BIC comes from Bayesian probability. It approximates the probability that a given model actually generated your data. If the true model is one of the candidates you’re comparing, BIC will identify it with near certainty as the sample size grows. This makes BIC better suited for situations where you believe a relatively simple, “true” model exists and you want to identify it.
In plain terms: use AIC when your priority is building a model that predicts well on new data. Use BIC when your priority is identifying which variables genuinely matter.
How to Compare Models Using These Scores
You can’t interpret a single AIC or BIC value in isolation. The number only means something when compared to the scores of competing models fit on the same dataset. The model with the lowest AIC (or lowest BIC) is the preferred one.
For AIC, the difference between two models’ scores (called delta AIC) tells you how much support the worse model has relative to the better one. A delta AIC under 2 suggests both models have roughly comparable support. A delta of 4 to 7 means the worse model has considerably less support. A delta above 10 means you can essentially dismiss the worse model.
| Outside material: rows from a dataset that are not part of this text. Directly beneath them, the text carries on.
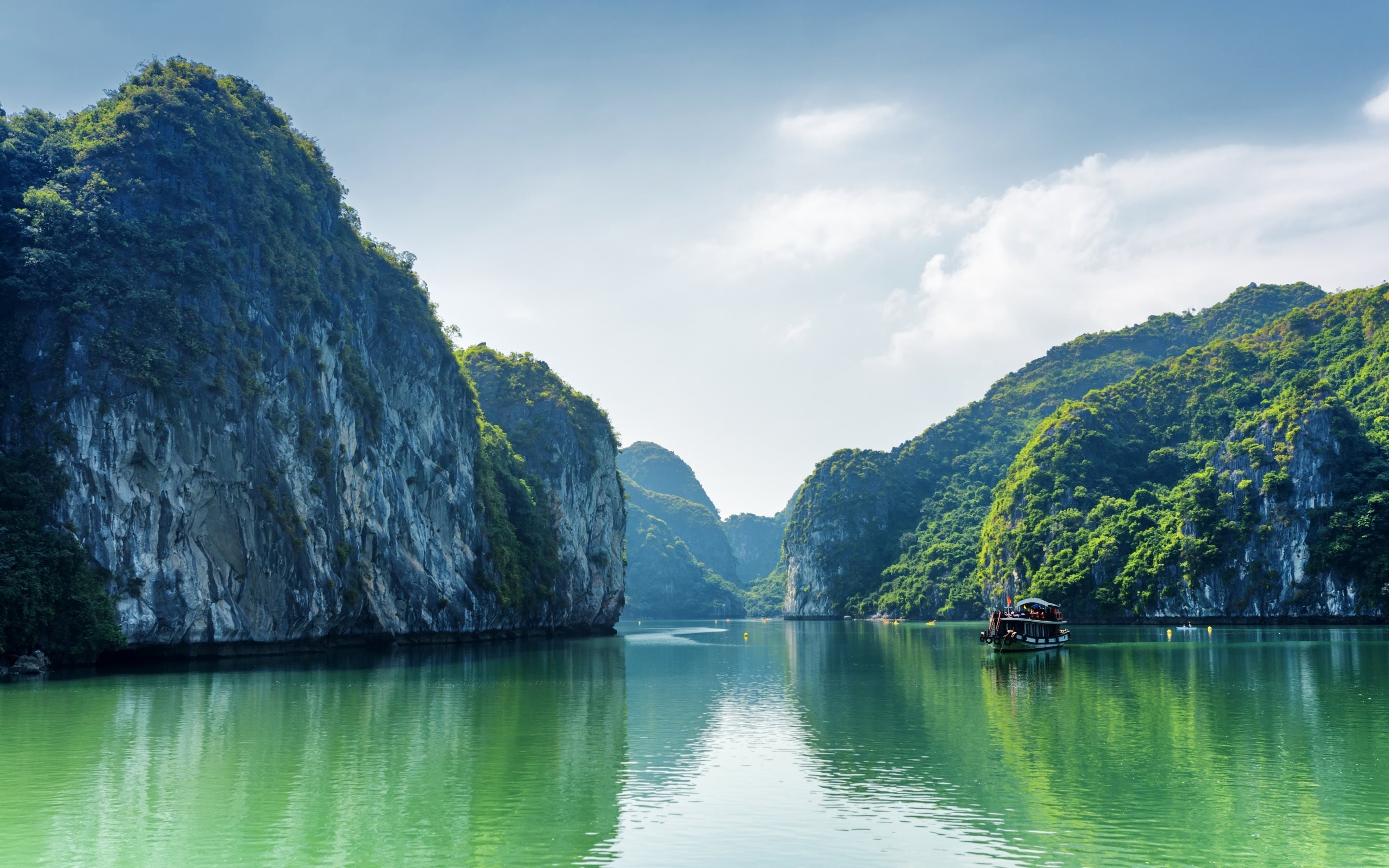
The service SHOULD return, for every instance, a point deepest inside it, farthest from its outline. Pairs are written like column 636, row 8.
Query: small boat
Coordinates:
column 1031, row 625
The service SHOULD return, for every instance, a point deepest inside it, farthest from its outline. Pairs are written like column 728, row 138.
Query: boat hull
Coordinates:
column 1028, row 643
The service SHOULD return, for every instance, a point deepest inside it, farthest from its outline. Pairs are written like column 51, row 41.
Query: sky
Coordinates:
column 759, row 232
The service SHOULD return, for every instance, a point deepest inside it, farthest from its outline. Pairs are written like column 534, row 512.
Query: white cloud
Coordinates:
column 1110, row 242
column 1378, row 109
column 832, row 130
column 796, row 331
column 820, row 226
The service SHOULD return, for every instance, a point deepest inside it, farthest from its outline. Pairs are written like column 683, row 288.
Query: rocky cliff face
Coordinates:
column 266, row 435
column 680, row 560
column 1263, row 567
column 1268, row 574
column 570, row 446
column 1242, row 480
column 286, row 517
column 899, row 532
For BIC, a widely used grading scale from statisticians Kass and Raftery interprets the difference in BIC values (specifically, twice the log of the implied odds ratio) as categories of evidence. A difference of 0 to 2 is barely worth mentioning. A difference of 2 to 6 is positive evidence. A difference of 6 to 10 is strong evidence, and anything above 10 is very strong evidence favoring the better model.
AIC and Variable Selection
Many statistical software packages use AIC or BIC as the stopping rule in stepwise regression, where variables are added or removed one at a time. The default in R’s commonly used stepAIC() function, for instance, is AIC. Switching to BIC typically produces a model with fewer variables.
One detail worth knowing: a variable doesn’t need to meet the traditional p < 0.05 threshold to improve a model’s AIC. A variable with a p-value as high as 0.157 can still lower the AIC when it’s the only additional parameter. This is why AIC-selected models often include variables that wouldn’t survive a standard significance test. Whether that’s a feature or a bug depends on your goal. For prediction, those marginally useful variables can genuinely help. For explanation, they can muddy your interpretation.
Small Sample Sizes and AICc
AIC has a known weakness with small datasets: it tends to select models with too many parameters. A corrected version called AICc adds an extra penalty that depends on both sample size and the number of parameters. The correction is largest when your number of observations is close to the number of parameters, and it fades to essentially zero when the sample size is much larger than the squared number of parameters. As a rule of thumb, if your ratio of observations to parameters is below about 40, AICc is a safer choice than standard AIC.
When They Agree and When They Don’t
For many datasets, AIC and BIC will point to the same model, especially when one candidate is clearly better than the rest. They tend to disagree in borderline cases where a moderately complex model fits only slightly better than a simpler one. In those situations, AIC will lean toward the more complex model and BIC toward the simpler one.
If you’re running both and getting different answers, that’s actually informative. It tells you the extra variables are contributing enough to improve predictions (AIC prefers them) but not enough to justify their inclusion if parsimony is the goal (BIC rejects them). Reporting both scores lets your audience see exactly where that trade-off stands, which is more honest than picking one criterion after the fact because it gave you the answer you wanted.